Sozialdezernent Dirk Schröder weist die Vorwürfe vehement zurück: "In den neuen Stundensätzen sind Tariferhöhungen und Fahrtkosten mit eingerechnet, es handelt sich hierbei um den Betrag, für den Stadt und Landkreis selber arbeiten können." Selbstverständlich könne jeder Anbieter, der tatsächlich höhere Kosten nachweise, diese auch von der Stadt erstattet bekommen. "Es gibt ja auch Träger, denen wir jetzt schon mehr zahlen", sagt Schröder. Abgesehen davon habe die Stadt bereits mit mehreren Anbietern zu den aktuellen Konditionen Verträge abgeschlossen. Das bestätigt auch Sabine Levonen, Fachdienstleiterin des Jugendamtes im Bereich Erziehungshilfe für den Landkreis: "Der pauschale Stundensatz wird den ambulanten Trägern nur dann angeboten, wenn sie nicht bereit sind, uns eine individuelle Kalkulation vorzulegen, also keine Auskünfte über Vergütung ihrer Mitarbeiter und zusätzlich anfallende Betriebskosten erteilen. "Mehr als 50 Prozent der Anbieter, für die der Landkreis zuständig ist, hätten den neuen Stundensatz akzeptiert.

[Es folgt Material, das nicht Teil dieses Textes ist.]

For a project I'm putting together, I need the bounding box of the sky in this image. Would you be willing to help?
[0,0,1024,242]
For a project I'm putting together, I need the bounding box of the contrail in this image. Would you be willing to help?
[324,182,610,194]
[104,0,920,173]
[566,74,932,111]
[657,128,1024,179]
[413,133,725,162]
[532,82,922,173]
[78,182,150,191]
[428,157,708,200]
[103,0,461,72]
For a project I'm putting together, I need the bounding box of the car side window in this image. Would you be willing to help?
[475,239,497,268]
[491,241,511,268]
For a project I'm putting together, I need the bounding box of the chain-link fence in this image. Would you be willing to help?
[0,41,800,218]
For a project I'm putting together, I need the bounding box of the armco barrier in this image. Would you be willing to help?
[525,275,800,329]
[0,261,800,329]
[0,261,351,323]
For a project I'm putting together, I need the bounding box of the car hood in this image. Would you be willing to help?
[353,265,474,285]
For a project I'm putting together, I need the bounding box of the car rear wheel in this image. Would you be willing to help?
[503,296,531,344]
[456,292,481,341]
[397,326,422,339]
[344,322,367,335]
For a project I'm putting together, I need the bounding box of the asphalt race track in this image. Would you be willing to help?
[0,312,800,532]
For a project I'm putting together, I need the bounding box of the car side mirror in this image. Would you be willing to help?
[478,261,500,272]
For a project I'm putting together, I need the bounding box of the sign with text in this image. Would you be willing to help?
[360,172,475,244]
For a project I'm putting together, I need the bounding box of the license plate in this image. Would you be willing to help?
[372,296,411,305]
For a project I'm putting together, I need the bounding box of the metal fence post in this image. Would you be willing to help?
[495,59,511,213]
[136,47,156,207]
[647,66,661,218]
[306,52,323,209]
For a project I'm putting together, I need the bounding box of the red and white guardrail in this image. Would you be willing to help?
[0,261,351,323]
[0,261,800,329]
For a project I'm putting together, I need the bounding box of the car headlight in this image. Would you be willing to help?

Der Vorwurf, dass der billigste Anbieter zum Zug komme, lässt Levonen so nicht gelten: "Vorrangig spielen fachliche Aspekte eine Rolle." Zu berücksichtigen seien außerdem die Wünsche der betreuten Kinder und Jugendlichen. Von den geeigneten und zur Verfügung stehenden Anbietern werde aber selbstverständlich der mit dem geringeren Entgelt ausgewählt.
Doch nicht nur der Sparkurs sorgt für Unmut bei den Freien Trägern. "Uns wird soviel Misstrauen entgegengebracht", findet Fuchs. Gespräche seien abgebrochen worden, die Atmosphäre sei unterkühlt. Keine Transparenz, keine Kommunikation lautet das Fazit.
"Es stimmt nicht, dass man mit uns nicht reden könne. Und es ärgert mich auch, dass so etwas behauptet wird," schimpft Stadt- Dezernent Schröder. Mit sämtlichen Anbietern sei über den neuen Stundensatz gesprochen worden, unter anderem mit Hilfe eines Mediators. Auch derzeit fänden mit allen Anbietern Einzelgespräche statt. Seit über einem Jahr verhandele der Landkreis mit den Trägern, berichtet auch Levonen. Neben individuellen Gesprächen tausche man sich regelmäßig in der Arbeitsgemeinschaft (AG) Jugendhilfeplanung aus. Zwar habe es infolge einer "unerfreulichen Sitzung" in der AG ein Schlichtungsgespräch mit den Freien Trägern gegeben, in Teilen habe man darin jedoch Übereinstimmungen erzielen können. "Der Stundensatz ist nach dem Gespräch sogar von unserer Seite angehoben worden", berichtet Schröder.